Electron Donor-Functionalized Pyrenes with Amplified Spontaneous Emission for Violet–Blue Electroluminescent Devices Beyond the Spin Statistical Limit

Abstract

Direct electrically pumped organic lasers remain inaccessible to date, due to an interplay of different adverse effects. The most important of these effects are insufficient charge carrier mobility in the organic material, accumulation of triplet excitons upon charge injection, and absorption from the electrodes in the device. While triplet state management can be achieved using molecules that recycle triplet states into emissive singlet states, these molecules rarely support amplified emission. Pyrene derivatives not only show excellent charge transport properties, but their rigid π-conjugated structure also entails excellent electro- and photoluminescence efficiency. Pyrenes exhibit very low-lying first excited triplet states, rendering this class of molecules interesting for ultrafast upper-level reverse intersystem crossing. This process counteracts the triplet accumulation in organic lasers. Here, pyrenes are functionalized with electron-rich moieties of different donor strengths.

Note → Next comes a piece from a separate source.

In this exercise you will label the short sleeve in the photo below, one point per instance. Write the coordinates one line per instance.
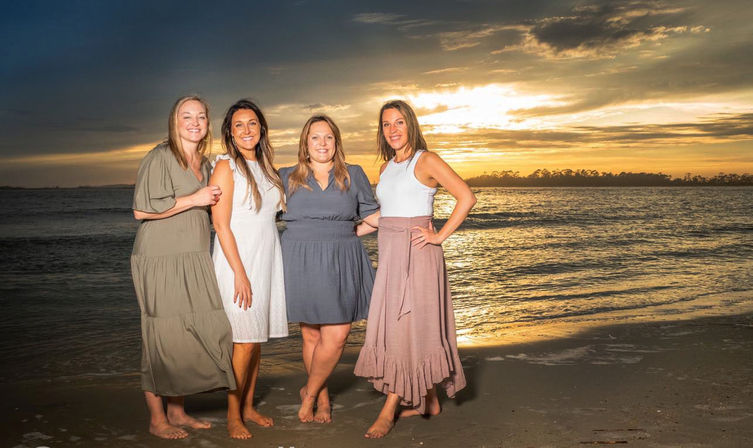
(367, 205)
(154, 192)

Through comprehensive spectroscopic and quantum chemical analysis, the character of the charge transfer excited state is correlated with optical properties, excited state lifetimes, amplified spontaneous emission, and triplet recycling. Two donor functionalized pyrenes are reported with violet–blue emission that overcome the spin-statistical limit of conventional organic emitters with spin factors ηST of up to 0.43 and low thresholds for amplified spontaneous emission Eth down to 1.73 µJ cm−2.